My experience (90s house):

Replacing all wooden-frame single-glazed windows with alu-clad double-glazed with a u-value of 1.38
Replacement of 20-year old boiler (not sure about efficiencies)
Replacing bulbs with LEDs
BER only went from a D2 to a D1.

Actual energy use seemed to fall a bit more than the BER improvement.


----------



## TheSnowman (6 Jan 2021)

Thanks for the feedback . I have just one single glazed window. I had an attic insulation job done but the C3 cert was taking just after that.


----------



## Leo (6 Jan 2021)

This guide might give you some improvement ideas.


----------



## TheSnowman (6 Jan 2021)

Hi Leo , thanks for that. Exactly what I was looking for


----------



## Cricketer (6 Jan 2021)

TheSnowman said:


> I have also had a porche built.


Wow. Does it go like a rocket?


----------



## rustbucket (14 Jan 2021)

There is quite a complex calculator the assessors use to arrive at a new BER rating. It is very difficult to say what improvements will increase your rating. Some may not increase it at all as the overall calculated figure may not improve that much.

We have done significant work on our place since we bought it and had two assessments done.

external insulation, upgraded gas boiler and triple glazing got us from a D3 to a B3. Usual recommendations in report for improvement such as close in fireplace, build porch etc.

Spray foam attic insulation and solar panel installation took us up only to a B2. This investment was significant but we only went up one rating.

you need to weigh up the costs associated with the remedies required. They may not always pay back the investment.


----------



## Alkers86 (15 Jan 2021)

You need to look at the actual values also in addition to the band. For e.g. our house is currently B2 but is 101.97kWh/m2/yr. The B2 band is >100 so we would very easily move into the B1 band. It could work the other way, where you've just scraped into the current band and would need a decent saving to move up one.


----------



## NoRegretsCoyote (15 Jan 2021)

Alkers86 said:


> You need to look at the actual values also in addition to the band. For e.g. our house is currently B2 but is 101.97kWh/m2/yr. The B2 band is >100 so we would very easily move into the B1 band. It could work the other way, where you've just scraped into the current band and would need a decent saving to move up one.

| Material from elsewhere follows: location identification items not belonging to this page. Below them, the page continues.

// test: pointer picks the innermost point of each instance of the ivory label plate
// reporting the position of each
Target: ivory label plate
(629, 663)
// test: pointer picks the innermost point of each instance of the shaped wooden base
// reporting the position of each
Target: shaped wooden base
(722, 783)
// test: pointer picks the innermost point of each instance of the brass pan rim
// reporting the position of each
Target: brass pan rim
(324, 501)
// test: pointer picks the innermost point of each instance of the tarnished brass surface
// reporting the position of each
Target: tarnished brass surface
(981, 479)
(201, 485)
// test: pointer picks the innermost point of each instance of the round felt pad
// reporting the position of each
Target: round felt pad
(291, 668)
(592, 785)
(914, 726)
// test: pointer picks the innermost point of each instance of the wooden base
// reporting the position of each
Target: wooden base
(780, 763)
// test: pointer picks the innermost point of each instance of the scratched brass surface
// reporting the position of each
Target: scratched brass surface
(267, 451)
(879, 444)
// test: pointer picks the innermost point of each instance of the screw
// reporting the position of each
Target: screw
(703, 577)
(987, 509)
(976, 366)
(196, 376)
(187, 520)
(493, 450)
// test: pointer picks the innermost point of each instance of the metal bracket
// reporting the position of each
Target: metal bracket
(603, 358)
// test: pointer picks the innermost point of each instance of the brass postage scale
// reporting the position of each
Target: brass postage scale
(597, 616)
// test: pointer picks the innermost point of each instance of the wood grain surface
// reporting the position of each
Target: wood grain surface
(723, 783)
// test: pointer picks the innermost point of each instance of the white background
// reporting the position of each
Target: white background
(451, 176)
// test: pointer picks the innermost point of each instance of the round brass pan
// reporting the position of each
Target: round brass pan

This is true, even after some effort I am still 1 kWh/m2/yr away from moving from a D1 to a C3. The BER surveyor (to his credit) wouldn't budge on this.

In theory the actual consumption matters, but a potential buyer or renter will probably only look at the band.


----------



## TheSnowman (21 Jan 2021)

Cricketer said:


> Wow. Does it go like a rocket?



You must be thinking of a porsche , has an "s" sound and in it.


----------